Well-studied example where several TFs assemble cooperatively at an enhancer to trigger high-level IFN-β transcription during viral infection.

Mediator recruits Pol II

Mediator subunit interactions bridge enhancer-bound activators and general transcription factors to recruit RNA Pol II.

Tup1 corepressor

Yeast corepressor that is recruited by sequence-specific repressors (e.g., Mig1) and interacts with HDACs to repress transcription.

Mig1 repressor

Yeast repressor that recruits Tup1 to repress GAL1 in presence of glucose via histone deacetylation.

Short-term gene activation in chromatin

Rapid transcriptional upregulation achieved by multiple TFs binding enhancer clusters and recruiting coactivators & remodelers.

Chromatin remodeling energy source

ATP hydrolysis by remodeler ATPase subunits provides energy for nucleosome repositioning.
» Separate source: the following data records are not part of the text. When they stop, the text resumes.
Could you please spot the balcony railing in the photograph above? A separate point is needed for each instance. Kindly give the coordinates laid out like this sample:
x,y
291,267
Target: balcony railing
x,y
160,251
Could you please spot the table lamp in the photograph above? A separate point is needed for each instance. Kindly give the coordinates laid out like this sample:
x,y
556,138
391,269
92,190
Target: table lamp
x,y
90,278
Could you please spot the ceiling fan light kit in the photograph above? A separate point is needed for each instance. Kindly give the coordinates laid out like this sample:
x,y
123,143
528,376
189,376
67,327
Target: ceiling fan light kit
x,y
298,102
Enhancer-blocking insulator

Element that blocks enhancer action on promoters when positioned between them, maintaining regulatory specificity.

Barrier insulator

Element that prevents heterochromatin spreading by creating a local environment unfavorable to silencing.
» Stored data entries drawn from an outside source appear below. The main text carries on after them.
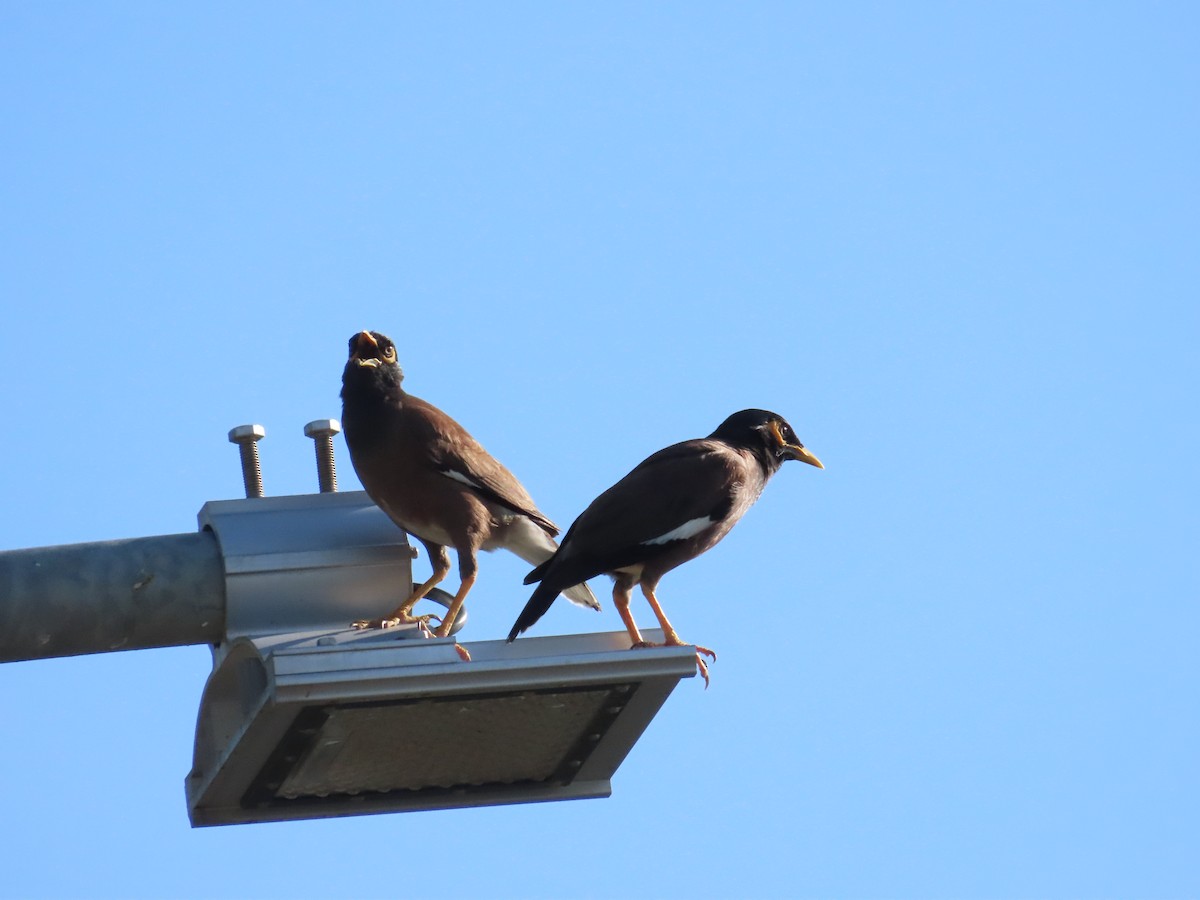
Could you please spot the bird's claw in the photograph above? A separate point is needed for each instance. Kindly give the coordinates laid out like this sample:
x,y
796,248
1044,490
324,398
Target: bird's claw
x,y
406,618
701,652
Topological organization and TADs

TADs compartmentalize chromosomes so enhancers interact preferentially with promoters within the same domain.
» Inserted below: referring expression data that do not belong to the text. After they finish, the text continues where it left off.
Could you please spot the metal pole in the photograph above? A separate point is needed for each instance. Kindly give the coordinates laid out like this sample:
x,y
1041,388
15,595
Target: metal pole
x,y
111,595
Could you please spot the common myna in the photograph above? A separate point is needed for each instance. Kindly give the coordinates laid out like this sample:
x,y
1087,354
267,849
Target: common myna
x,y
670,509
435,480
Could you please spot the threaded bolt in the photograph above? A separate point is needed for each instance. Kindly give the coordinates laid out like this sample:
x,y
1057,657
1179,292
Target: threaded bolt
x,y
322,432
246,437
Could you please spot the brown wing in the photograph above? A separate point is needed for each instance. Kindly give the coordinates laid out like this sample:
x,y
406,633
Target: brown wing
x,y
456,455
Long-term gene inactivation

Stable silencing of genes achieved by repressive chromatin marks and DNA methylation maintained through cell divisions (epigenetic inheritance).

Epigenetic inheritance

Transmission of gene expression states (chromatin marks, DNA methylation) through cell divisions without changes in DNA sequence.

Position-effect variegation (PEV)

Phenomenon where gene relocation near heterochromatin causes stochastic silencing in some cells but not others, producing mosaic phenotypes.

HP1 (Heterochromatin Protein 1)

Protein that binds H3K9me and promotes heterochromatin formation and spreading.

Su(var) genes

Suppressors of variegation; mutations reduce heterochromatin spreading.

E(var) genes

Enhancers of variegation; mutations increase heterochromatin spreading.

Mechanism of heterochromatin spreading

HMTase methylates H3K9 → HP1 binds → recruits more HMTase → propagation of H3K9me and HP1 binding.

Barrier insulator function

Blocks the propagation of repressive chromatin into neighboring domains to protect gene activity.

Genomic imprinting

Parent-specific silencing of autosomal genes due to parent-specific epigenetic marks at imprinting control regions (ICRs).